Een ander probleem is dat het Defensie nú al jarenlang niet lukt om al het beschikbare geld uit te geven. ‘Onderuitputting’ in begrotingsjargon. Dit komt aan de ene kant door personeelstekort – er is wel geld voor soldij, maar tegelijkertijd zijn er nog tienduizend vacatures bij Defensie – en het gebrek aan capaciteit van de defensie-industrie.
Satellieten
Rest nog de vraag: wat hebben NAVO-landen eigenlijk nodig om Rusland effectief af te schrikken? Hiernaar doen de Brusselse denktank Bruegel en het Kiel Institute for the World Economy voortdurend onderzoek.
De Russische oorlogseconomie, die is ingericht om in dienst van defensie te produceren, zorgt ervoor dat Rusland sneller en efficiënter produceert. Om dat voordeel te doen kenteren, zo schatten de onderzoekers in, moet de huidige Europese productie van wapensystemen maar liefst met een factor vijf worden opgevoerd
Ook zijn vergaande investeringen in de voorraad (hypersonische) raketten en de Europese luchtafweer „onmisbaar”, aldus een in juni verschenen publicatie.

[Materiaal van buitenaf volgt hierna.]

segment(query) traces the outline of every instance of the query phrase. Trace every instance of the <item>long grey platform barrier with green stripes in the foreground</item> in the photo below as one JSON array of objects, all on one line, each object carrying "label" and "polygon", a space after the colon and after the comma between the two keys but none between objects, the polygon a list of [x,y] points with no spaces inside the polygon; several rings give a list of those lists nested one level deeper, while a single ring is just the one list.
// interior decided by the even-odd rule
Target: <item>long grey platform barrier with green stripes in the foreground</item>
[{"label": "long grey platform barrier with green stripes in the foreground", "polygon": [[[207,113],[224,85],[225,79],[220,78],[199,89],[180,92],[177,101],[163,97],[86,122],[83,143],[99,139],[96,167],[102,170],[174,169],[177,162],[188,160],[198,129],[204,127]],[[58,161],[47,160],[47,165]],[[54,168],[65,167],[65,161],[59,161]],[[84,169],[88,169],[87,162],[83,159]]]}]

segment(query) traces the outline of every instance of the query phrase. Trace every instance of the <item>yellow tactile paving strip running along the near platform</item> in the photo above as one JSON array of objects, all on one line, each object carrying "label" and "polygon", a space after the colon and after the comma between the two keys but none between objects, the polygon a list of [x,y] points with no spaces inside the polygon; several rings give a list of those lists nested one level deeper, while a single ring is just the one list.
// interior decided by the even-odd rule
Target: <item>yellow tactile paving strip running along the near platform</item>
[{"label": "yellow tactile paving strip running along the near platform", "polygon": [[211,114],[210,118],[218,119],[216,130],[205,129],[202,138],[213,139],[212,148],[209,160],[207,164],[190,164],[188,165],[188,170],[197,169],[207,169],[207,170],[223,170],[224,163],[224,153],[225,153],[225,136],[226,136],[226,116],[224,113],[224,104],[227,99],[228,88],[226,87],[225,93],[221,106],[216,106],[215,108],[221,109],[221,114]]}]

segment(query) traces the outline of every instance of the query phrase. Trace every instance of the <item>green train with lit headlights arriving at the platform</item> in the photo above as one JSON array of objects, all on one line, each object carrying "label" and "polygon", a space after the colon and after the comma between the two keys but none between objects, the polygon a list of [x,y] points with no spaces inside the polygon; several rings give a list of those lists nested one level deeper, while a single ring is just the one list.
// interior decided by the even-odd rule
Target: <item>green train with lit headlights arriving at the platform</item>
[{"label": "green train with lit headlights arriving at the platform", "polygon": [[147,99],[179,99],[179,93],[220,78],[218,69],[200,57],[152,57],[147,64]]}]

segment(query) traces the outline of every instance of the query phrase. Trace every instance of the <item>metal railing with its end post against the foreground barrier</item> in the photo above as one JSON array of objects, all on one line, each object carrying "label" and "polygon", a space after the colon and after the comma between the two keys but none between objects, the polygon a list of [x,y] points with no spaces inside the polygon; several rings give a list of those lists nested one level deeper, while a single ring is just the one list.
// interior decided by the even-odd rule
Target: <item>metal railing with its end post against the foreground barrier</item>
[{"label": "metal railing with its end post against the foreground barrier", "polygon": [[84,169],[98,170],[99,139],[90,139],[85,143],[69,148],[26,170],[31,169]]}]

Guntram Wolff, hoofdonderzoeker van denktank Bruegel in Brussel, pleit daarnaast voor gezamenlijke investeringen in wat hij ‘strategische hulpmiddelen’ voor moderne oorlogsvoering noemt. „Denk aan een gezamenlijk satellietprogramma voor het verzamelen van inlichtingen”, zegt hij telefonisch. „Het zou onzinnig zijn als België en Nederland dat voor zichzelf zouden optuigen.”
In Europese hoofdsteden moet het volgens Wolff niet langer gaan over de hoogte van de percentages of mogelijke inbreuk op de soevereiniteit. „Met een gezamenlijk satellietprogramma verlies je geen soevereiniteit, je versterkt die juist, ten opzichte van de VS. Nu zit alles nog in Washington, en we hebben gezien wat er kan gebeuren als Trump dreigt Oekraïne af te koppelen van Starlink-satellieten. Er is geen Europese vervanging.”
Dit alles kan in theorie betaald worden dankzij de hogere NAVO-norm. Wel hangt daarbij veel af van hoe snel er een Europees gemeenschappelijk wapeninkoopbeleid kan komen, stelt Wolff. „En ook in modernisering van wapens zie ik nog uitdagingen. Op elk Defensieministerie hebben ze het telefoonnummer van Lockheed Martin, Rheinmetall en Leonardo. Maar kunnen ze ook met innovatieve start-ups werken en die opschalen tot grotere defensiebedrijven?”